The family of MAX phases and their derivative MXenes are continuously growing in terms of both crystalline and composition varieties. In the last couple of years, several breakthroughs have been achieved that boosted the synthesis of novel MAX phases with ordered double transition metals and, consequently, the synthesis of novel MXenes with a higher chemical diversity and structural complexity, rarely seen in other families of two-dimensional (2D) materials. Considering the various elemental composition possibilities, surface functional tunability, various magnetic orders, and large spin–orbit coupling, MXenes can truly be considered as multifunctional materials that can be used to realize highly correlated phenomena. In addition, owing to their large surface area, hydrophilicity, adsorption ability, and high surface reactivity, MXenes have attracted attention for many applications, e.g., catalysts, ion batteries, gas storage media, and sensors. Given the fast progress of MXene-based science and technology, it is timely to update our current knowledge on various properties and possible applications. Since many theoretical predictions remain to be experimentally proven, here we mainly emphasize the physics and chemistry that can be observed in MXenes and discuss how these properties can be tuned or used for different applications.

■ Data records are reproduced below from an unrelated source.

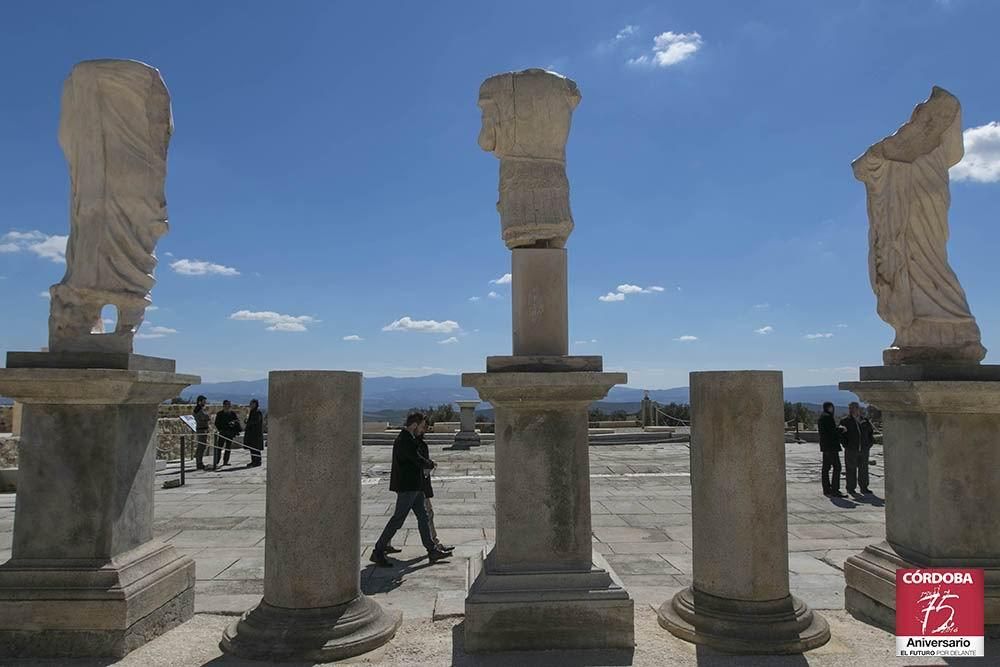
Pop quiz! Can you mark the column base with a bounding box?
[451,431,480,449]
[465,553,635,653]
[0,542,195,658]
[657,587,830,655]
[219,595,403,662]
[844,542,1000,637]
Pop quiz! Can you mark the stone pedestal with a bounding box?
[452,400,481,449]
[221,371,402,662]
[0,355,200,657]
[659,371,830,654]
[462,372,634,652]
[511,248,569,356]
[840,365,1000,636]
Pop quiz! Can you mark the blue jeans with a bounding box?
[375,491,434,553]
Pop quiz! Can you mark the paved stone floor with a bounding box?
[0,444,998,665]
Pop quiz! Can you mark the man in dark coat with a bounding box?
[858,408,875,495]
[417,428,455,553]
[370,412,448,567]
[816,401,847,498]
[243,398,264,468]
[212,401,243,470]
[840,401,868,496]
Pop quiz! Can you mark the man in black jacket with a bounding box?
[212,401,243,470]
[370,412,448,567]
[858,408,875,495]
[840,401,868,496]
[816,401,847,498]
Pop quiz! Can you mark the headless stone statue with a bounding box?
[479,69,580,250]
[852,86,986,365]
[49,60,173,353]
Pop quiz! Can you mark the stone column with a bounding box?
[840,364,1000,637]
[462,372,634,651]
[511,248,569,356]
[0,352,200,658]
[452,400,481,449]
[659,371,830,653]
[221,371,402,662]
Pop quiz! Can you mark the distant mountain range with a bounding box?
[182,373,858,413]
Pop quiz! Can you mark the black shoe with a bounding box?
[427,549,451,564]
[368,551,392,567]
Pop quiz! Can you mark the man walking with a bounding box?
[417,428,455,553]
[369,412,448,567]
[858,410,875,495]
[212,401,243,470]
[194,396,212,470]
[840,401,868,496]
[816,401,847,498]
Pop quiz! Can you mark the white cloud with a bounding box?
[951,121,1000,183]
[170,259,240,276]
[135,324,177,338]
[628,31,704,67]
[615,25,639,42]
[382,315,458,333]
[229,310,319,333]
[0,230,69,264]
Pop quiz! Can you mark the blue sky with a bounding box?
[0,0,1000,388]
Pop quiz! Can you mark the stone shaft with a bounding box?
[511,248,569,356]
[691,371,789,600]
[220,371,402,662]
[264,371,361,609]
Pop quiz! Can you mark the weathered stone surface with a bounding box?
[859,364,1000,382]
[840,381,1000,634]
[479,69,580,249]
[7,351,177,373]
[49,60,173,353]
[511,248,569,356]
[454,399,482,449]
[0,368,200,657]
[486,354,604,373]
[462,372,634,652]
[851,86,986,365]
[222,371,402,661]
[659,371,830,653]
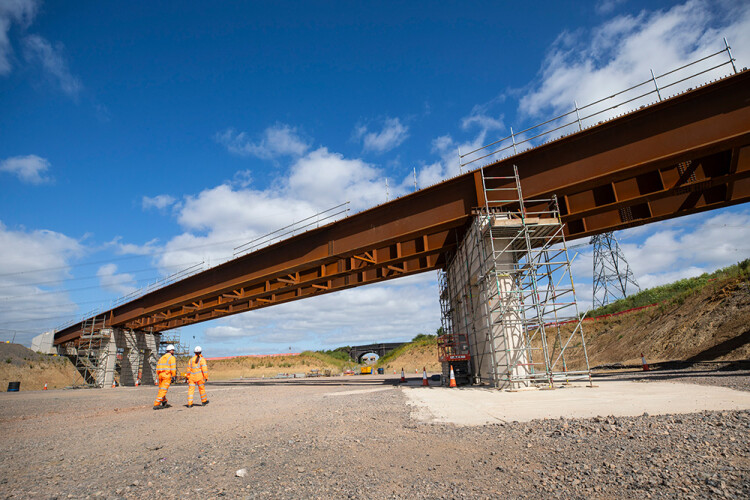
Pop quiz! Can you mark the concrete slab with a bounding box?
[402,381,750,426]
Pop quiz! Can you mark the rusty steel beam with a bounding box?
[55,71,750,345]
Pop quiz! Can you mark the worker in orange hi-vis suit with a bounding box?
[188,345,208,408]
[154,344,177,410]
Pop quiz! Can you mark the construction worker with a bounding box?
[154,344,177,410]
[188,345,208,408]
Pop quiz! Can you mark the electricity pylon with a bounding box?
[590,232,640,309]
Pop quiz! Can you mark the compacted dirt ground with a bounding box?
[0,370,750,499]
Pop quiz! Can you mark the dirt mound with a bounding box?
[0,342,47,366]
[0,344,76,391]
[208,352,354,380]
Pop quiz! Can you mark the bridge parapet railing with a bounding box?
[232,201,351,258]
[458,38,737,173]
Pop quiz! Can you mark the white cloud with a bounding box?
[159,148,396,268]
[0,155,52,184]
[206,273,440,352]
[0,0,38,75]
[519,0,750,124]
[0,222,84,344]
[141,194,177,210]
[104,236,161,255]
[23,35,83,97]
[354,118,409,153]
[461,96,505,133]
[595,0,625,15]
[214,123,310,160]
[96,264,136,295]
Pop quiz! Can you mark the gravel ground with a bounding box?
[0,372,750,499]
[594,365,750,391]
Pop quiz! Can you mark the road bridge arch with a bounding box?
[349,342,405,363]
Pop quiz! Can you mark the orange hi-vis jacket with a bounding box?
[156,353,177,377]
[188,356,208,382]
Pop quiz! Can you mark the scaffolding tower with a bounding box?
[590,231,640,309]
[441,166,591,390]
[437,270,471,385]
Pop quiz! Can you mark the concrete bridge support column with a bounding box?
[110,328,161,386]
[444,217,530,389]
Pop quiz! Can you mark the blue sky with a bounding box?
[0,0,750,355]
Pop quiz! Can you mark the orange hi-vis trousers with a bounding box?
[188,377,208,406]
[154,372,172,406]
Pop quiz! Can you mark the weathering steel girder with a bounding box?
[55,71,750,344]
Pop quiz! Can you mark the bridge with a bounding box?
[54,70,750,345]
[349,342,404,363]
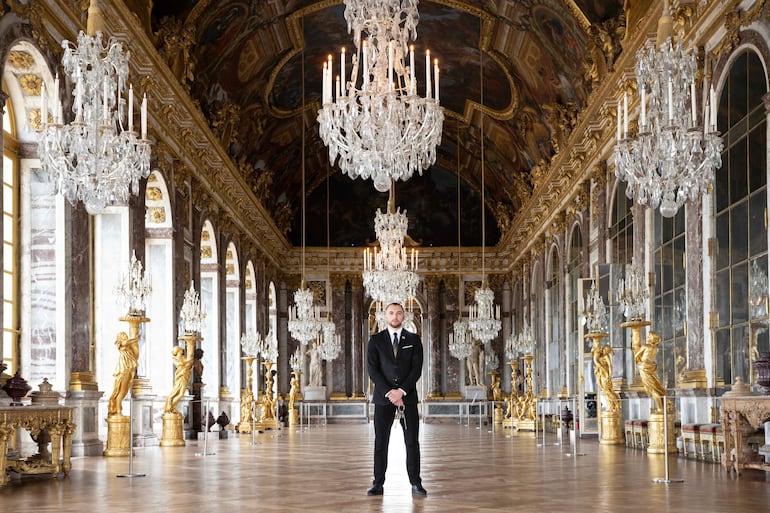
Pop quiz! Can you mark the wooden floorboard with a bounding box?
[0,424,770,513]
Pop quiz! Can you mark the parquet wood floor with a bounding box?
[0,424,770,513]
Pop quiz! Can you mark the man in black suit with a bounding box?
[366,303,428,495]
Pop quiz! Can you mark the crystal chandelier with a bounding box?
[583,283,607,333]
[289,288,321,345]
[617,264,650,321]
[179,282,206,335]
[257,330,278,362]
[115,251,152,315]
[614,1,722,217]
[288,51,321,346]
[362,186,420,305]
[38,0,150,215]
[449,320,473,360]
[318,0,444,192]
[468,54,502,344]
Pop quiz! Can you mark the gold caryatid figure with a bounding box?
[163,346,195,413]
[591,338,620,412]
[633,331,666,411]
[107,331,139,416]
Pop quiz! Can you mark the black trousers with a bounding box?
[373,404,422,485]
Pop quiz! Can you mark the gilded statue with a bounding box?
[163,346,195,413]
[259,371,275,422]
[489,374,503,403]
[307,342,323,387]
[634,331,666,411]
[465,342,484,386]
[107,331,139,416]
[591,338,620,412]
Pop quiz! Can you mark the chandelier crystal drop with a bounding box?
[617,264,650,321]
[362,198,420,305]
[449,320,473,360]
[115,251,152,315]
[38,20,150,215]
[241,330,262,358]
[583,284,607,333]
[179,282,206,335]
[614,2,723,217]
[468,283,503,344]
[289,283,321,345]
[257,330,278,362]
[318,0,444,192]
[505,322,535,361]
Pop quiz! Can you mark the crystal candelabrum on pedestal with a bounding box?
[237,330,262,433]
[583,284,625,445]
[160,283,206,447]
[318,0,444,192]
[38,0,150,215]
[104,252,152,456]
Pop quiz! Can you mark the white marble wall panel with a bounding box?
[19,170,57,390]
[200,271,220,399]
[146,239,172,398]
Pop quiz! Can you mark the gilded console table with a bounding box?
[0,405,75,486]
[720,395,770,474]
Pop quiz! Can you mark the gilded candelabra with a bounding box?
[160,333,201,447]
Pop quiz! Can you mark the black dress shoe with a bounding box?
[412,485,428,495]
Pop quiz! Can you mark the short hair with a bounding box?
[385,301,404,312]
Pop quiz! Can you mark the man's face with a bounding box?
[385,305,404,329]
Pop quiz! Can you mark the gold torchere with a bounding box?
[503,354,538,431]
[255,362,280,430]
[289,369,302,426]
[103,315,150,456]
[585,331,625,445]
[238,356,257,433]
[160,334,201,447]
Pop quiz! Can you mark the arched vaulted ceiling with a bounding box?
[151,0,625,246]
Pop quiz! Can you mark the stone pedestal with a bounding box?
[599,411,626,445]
[463,385,487,401]
[302,386,326,401]
[160,412,185,447]
[64,390,104,457]
[131,394,159,447]
[104,414,131,456]
[647,412,677,454]
[289,408,299,426]
[492,403,503,425]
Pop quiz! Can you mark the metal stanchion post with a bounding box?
[195,399,216,456]
[117,392,147,477]
[652,395,684,484]
[565,397,586,457]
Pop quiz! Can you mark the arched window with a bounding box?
[546,246,564,397]
[567,224,583,395]
[200,220,222,399]
[713,51,768,386]
[609,182,634,264]
[140,171,173,397]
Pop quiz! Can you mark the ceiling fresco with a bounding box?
[152,0,625,246]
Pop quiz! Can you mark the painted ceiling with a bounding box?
[152,0,625,246]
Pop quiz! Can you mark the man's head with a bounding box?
[385,303,404,329]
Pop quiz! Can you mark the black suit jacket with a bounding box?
[366,328,422,404]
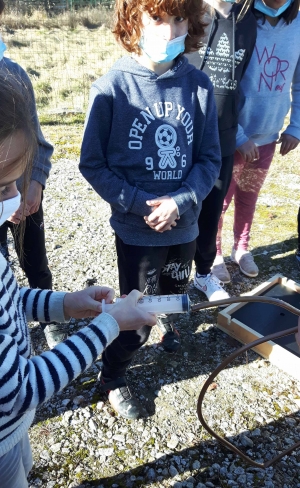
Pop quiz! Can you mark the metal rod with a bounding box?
[191,296,300,469]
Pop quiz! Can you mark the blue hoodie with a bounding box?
[79,56,221,246]
[236,14,300,147]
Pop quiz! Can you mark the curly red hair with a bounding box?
[113,0,206,54]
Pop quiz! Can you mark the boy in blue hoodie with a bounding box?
[80,0,221,418]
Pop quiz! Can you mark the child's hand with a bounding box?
[295,317,300,349]
[144,195,179,232]
[276,134,300,156]
[107,290,156,330]
[64,286,115,320]
[236,139,259,163]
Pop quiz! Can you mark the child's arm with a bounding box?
[145,84,221,232]
[79,87,156,216]
[0,287,156,418]
[277,53,300,156]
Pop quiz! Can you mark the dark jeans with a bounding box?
[0,199,52,290]
[195,154,233,275]
[102,231,196,379]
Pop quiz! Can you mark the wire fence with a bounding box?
[1,0,123,120]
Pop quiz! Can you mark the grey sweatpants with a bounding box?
[0,433,32,488]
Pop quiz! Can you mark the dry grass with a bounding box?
[1,2,112,29]
[2,19,122,115]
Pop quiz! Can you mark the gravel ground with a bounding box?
[8,159,300,488]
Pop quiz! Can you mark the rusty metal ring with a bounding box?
[191,296,300,469]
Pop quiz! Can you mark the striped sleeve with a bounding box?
[0,313,119,418]
[20,287,66,322]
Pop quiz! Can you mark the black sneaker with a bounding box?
[98,373,147,420]
[157,317,180,354]
[0,242,9,261]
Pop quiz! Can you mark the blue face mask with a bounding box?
[254,0,294,17]
[139,32,187,63]
[0,38,6,61]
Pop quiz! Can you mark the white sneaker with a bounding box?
[194,273,230,306]
[211,256,231,283]
[231,248,259,278]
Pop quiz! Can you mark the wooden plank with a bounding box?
[217,274,300,380]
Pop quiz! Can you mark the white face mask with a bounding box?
[0,192,21,225]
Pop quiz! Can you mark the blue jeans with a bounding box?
[0,433,32,488]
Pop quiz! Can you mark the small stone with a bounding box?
[40,451,51,461]
[61,398,71,407]
[147,468,156,481]
[89,419,98,432]
[73,395,84,405]
[251,429,261,437]
[169,464,178,478]
[113,434,125,444]
[241,435,254,447]
[167,435,179,449]
[50,442,61,452]
[95,447,114,457]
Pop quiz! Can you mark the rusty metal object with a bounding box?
[191,296,300,469]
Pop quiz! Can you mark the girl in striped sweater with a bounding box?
[0,75,155,488]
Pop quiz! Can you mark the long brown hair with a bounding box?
[113,0,206,54]
[0,72,37,254]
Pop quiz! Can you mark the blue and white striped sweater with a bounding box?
[0,253,119,456]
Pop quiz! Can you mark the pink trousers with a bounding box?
[217,142,276,255]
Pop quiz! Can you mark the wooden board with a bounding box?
[217,274,300,380]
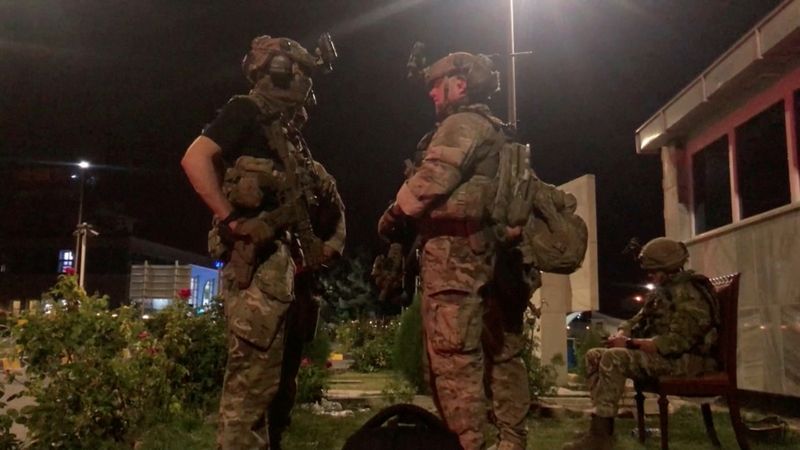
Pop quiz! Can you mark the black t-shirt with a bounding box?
[203,97,271,166]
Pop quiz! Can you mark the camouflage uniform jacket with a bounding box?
[397,104,504,220]
[620,270,719,358]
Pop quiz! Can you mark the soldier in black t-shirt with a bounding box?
[181,36,345,449]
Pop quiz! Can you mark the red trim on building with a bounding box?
[681,68,800,236]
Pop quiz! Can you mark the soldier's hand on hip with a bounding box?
[606,336,628,348]
[231,219,275,246]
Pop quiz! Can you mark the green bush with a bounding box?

MAX相及其衍生的MXene系列在晶体和组成方面都在不断增长。在过去的几年中，已经取得了一些突破，从而促进了有序双过渡金属的新颖MAX相的合成，因此，具有更高化学多样性和结构复杂性的新颖MXene的合成在其他两个家族中很少见维（2D）材料。考虑到各种元素组成的可能性，表面功能的可调谐性，各种磁阶和较大的自旋轨道耦合，MXenes可以真正视为可用于实现高度相关现象的多功能材料。另外，由于它们的大表面积，亲水性，吸附能力和高表面反应性，MXenes已在许多应用中引起了关注，例如催化剂，离子电池，气体存储介质和传感器。鉴于基于MXene的科学技术日新月异，现在应该及时更新我们在各种特性和可能应用方面的知识。由于许多理论预测仍有待实验证明，因此在这里我们主要强调在MXenes中可以观察到的物理和化学，并讨论如何调整这些特性或将其用于不同的应用。